Bei der Sippe in NRW stieß diese Konsequenz auf wenig Verständnis. Um es ganz vorsichtig auszudrücken.
„Für euch haben wir dann gar nichts mehr anzubieten.“
„Wie? Ihr esst kein echtes Sauerländer Graubrot mehr? Das ist aber doch soooo wichtig!“
Solche Sätze prasselten auf uns ein. Wie zu erwarten war. Den Vogel schoss aber eine liebenswerte Tante ab, als sie ihrem deutlich schlanker und fitter gewordenen Bruder ins Gewissen redete.
„Jeder Arzt kann dir sagen, wie wichtig Vollkornbrot ist. Nur die Wurst und das ganze fette Fleisch essen, das kann doch nicht gesund sein!“
Im Grunde hat die fleischfeindliche Metzgersgattin nicht einmal vollkommen unrecht. Die Basis der primalen Ernährung bildet keineswegs fettes Fleisch. Das idealerweise frisch erlegte Wildbret liegt bei uns auf Massen von grünem Gemüse. Aber das tierische Fett schreckt uns nicht. Im Gegenteil.

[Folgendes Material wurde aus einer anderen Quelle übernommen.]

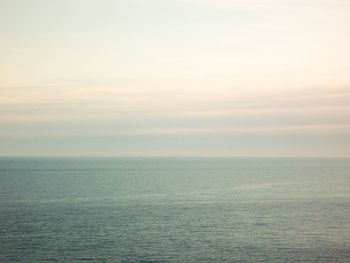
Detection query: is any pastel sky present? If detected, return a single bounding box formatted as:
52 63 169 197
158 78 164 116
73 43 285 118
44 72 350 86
0 0 350 157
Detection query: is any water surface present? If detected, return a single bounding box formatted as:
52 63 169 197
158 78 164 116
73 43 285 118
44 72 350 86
0 158 350 262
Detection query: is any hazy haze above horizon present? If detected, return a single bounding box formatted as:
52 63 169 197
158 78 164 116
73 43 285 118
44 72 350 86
0 0 350 156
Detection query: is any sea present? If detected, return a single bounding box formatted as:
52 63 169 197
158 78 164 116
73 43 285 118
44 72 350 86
0 157 350 263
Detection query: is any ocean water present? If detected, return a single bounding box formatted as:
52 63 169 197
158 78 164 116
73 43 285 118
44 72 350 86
0 158 350 262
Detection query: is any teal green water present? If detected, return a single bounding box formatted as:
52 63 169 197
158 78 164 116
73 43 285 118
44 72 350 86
0 158 350 262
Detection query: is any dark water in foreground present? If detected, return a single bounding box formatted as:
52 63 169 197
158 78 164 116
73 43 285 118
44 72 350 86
0 158 350 262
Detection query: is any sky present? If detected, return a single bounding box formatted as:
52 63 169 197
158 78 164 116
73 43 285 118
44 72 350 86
0 0 350 157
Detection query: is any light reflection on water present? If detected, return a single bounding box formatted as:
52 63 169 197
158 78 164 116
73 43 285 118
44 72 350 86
0 158 350 262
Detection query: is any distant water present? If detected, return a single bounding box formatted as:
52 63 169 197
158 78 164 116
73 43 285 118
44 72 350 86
0 158 350 262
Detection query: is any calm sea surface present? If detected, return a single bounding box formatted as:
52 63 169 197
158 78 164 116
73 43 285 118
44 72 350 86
0 158 350 262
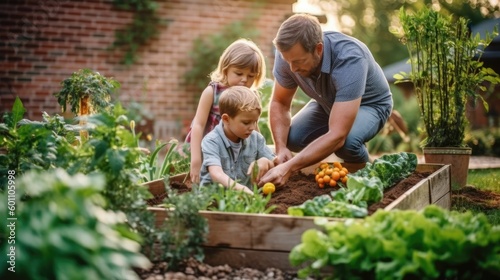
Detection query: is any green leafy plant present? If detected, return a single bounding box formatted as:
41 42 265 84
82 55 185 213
0 168 150 280
289 205 500 279
141 139 190 182
0 97 78 190
207 183 276 214
154 188 211 270
287 152 418 218
395 8 500 147
54 69 120 116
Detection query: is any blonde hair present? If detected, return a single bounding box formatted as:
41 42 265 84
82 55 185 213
273 14 323 53
210 39 266 89
219 86 262 118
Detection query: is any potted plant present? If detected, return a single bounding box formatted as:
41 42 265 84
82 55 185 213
395 8 500 188
54 69 120 142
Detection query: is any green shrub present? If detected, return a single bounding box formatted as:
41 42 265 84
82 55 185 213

Bei allen Fetten ist entscheidend, dass sie möglichst wenig verändert wurden. Einer während der Herstellung erhitzten Wurst werde ich einen luftgetrockneten Rohschinken jederzeit vorziehen. Und kurzgebratene Leber einem stundenlang gekochten Gulasch.
„Bunt“ gemischte Eiweiße mit gesättigten Fetten auf naturbelassenem Salat oder rohem Gemüse, das ist meine erste Wahl für die Hauptmahlzeit. Und sonst gibt es vor allem Eier.
Sicher, neumodischer Kram wie Blutwurst, Eier von auf Legeleistung gezüchteten Hühnern, Olivenöl (gerade mal ein paar Tausend Jahre bekannt) und Joghurt, hätten unsere Vorfahren mit identischem Gen-Bestand bestimmt irritiert. Aber das Leben heute ist weder freie Wildnis noch mit Liebe behüteter Ponyhof. Seinerzeit war das Dafür kein Zuckerschlecken wie bei uns. Aber dazu mehr in einem anderen Blog-Post. Stay tuned!
Sehr schön beschrieben und wunderbar zu lesen.
Ich bekomme Appetit auf Wurst und ich hoffe, dass die bayerische Metzgerinnung nichts einzuwenden hat.